When an expression in a source language is entered, it is transformed (compiled) into an internal form before it is evaluated (executed). The internal form is considered to be machine code of a virtual machine of A language. This internal form has the structure in the form of a tree (inverted,
the root is at the top).

Suppose we have a function power(x y) which raises x to the power y.

(define power (x y)
(if (= 0 y) 1
(if (= 1 y) x
(* x (power x (- y 1))))))

The expression defining the body of power can be drawn as:

             if
             / |\
           /   | \
          =    1   if
         / \       /|\
        0   y    / | \
                =   x   *
               / \     / \
              1   y   x   power
                          / \
                         1   -
                            / \
                           y   1

A general purpose linked structure is used to represent this tree structure, called "list". List composed from two kinds of nodes: dot-pair and atom. dot-pair stored two components; first component is a pointer to an element of the list and second component is a link to other dot-pair. atom stored information (or element of list). See the following example: (atom is shown in CAPITOL letter) and list is (.). / is NULL pointer.

(A B C)

.--.--.-/
| | |
A B C

(A (B C))

.--.-/
| |
A .--.-/
| |
B C

In our machine code, the data structure of the tree composed of two kinds of nodes: extype and exltype. "extype" (expression type) stores symbols and "exltype" (expression list type) stores links. (extype is atom, exltype is dot-pair).

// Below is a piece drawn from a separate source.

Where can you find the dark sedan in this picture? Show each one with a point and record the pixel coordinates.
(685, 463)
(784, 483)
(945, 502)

                extype                            exltype
             |-----------|                      |---------|
             | type     |                      | head   |
             |-----------|                      |---------|
             | {optr, num, varble}              | tail   |
             |-----------|                      |---------|
             | args     |
             |-----------|

"extype" has three fields: type, {optr, num, varble}, args. The first field "type" stores its type: valexp, lvexp, gvexp, apexp. "valexp" is the constant type and the value is stored in the second field "num". "lvexp" "gvexp" denote local variables and global variables. Their references to the variables are stored in the second field "varble". "apexp" is the function application type. The reference to the function is stored in the second field "optr" and its list of arguments is stored in the third field "args". You may notice that extype stores four kinds of data that shared the same places. It is called union in C and variant record in Pascal.

"exltype" is the linked-list node with two fields: head and tail. Now we will draw the previous program (power) in this concrete form. The type of "extype" is denoted by V (valexp), L (lvexp), G (gvexp) and A (apexp). The exltype node is drawn as follows:

|
v
A if .
      |
      .--------.------.---|
      |        |      |
     A = .    V 1    A if .
         |                |
         .---.--|         .--------.--------.----|
         |   |            |        |        |
        V 0 L y         A = .     L x      A * .
                             |                  |
                             .----.----|       . . . .
                             |    |
                            V 1   L y

The value of {optr and varble) refers to the symbol table, which stores all attributes of a name (predefined-function, user-defined function, global variables). We will not go into details of the implementation such as the symbol table, the data segment. You can study it from the program itself.

Data structures

How all these data structures are implemented in our system, which provide only scalar values in integer domain? For example, how to implement a pointer (so that we can have linked-list and others)? The trick is simple. If we know the "base" of the data, then the reference to the data is just
the offset from the base. This offset is not the "address", it is an ordinary integer. In order to provide aggregate of data, we need an array, which is a data structure accessible by an index. The index is the offset that we use as a reference to data.

To have an array we need 3 more words: array, fetch, store in this syntax.
(array name size)
(fetch name)
(store name value)

"array" allocates memory of "size", where "size" is an expression, for example (* 4 10) or 40. What really is "name"? It is a global variable, just like the variable that is defined and set its value by "set", for example (set name 1) and the name stores the reference to that memory block.

       name              memory

       |-------|        |-------|
       |       |------->| value |
       |-------|        |-------|
                        |       |
                        | . . . |

The memory in our system is a heap, a large block of memory with the base address at "heap". To address any where in the heap we use "ref" which is an index into this array of integer. If the heap is defined in C, int heap[MAXMEM] then "ref" is heap[ref].

             memory
heap --> |---------|
            |         |
            |         |
            |.........|
   ref --> |variable |
            |.........|
            |         |
            |         |
              . . .

"fetch" evaluates its argument ("name") gets its value, which is the "ref" to the data segment and using this reference to get the value. This "indirection" is called dereferencing. "store" similary performs storing a value into a name indirectly.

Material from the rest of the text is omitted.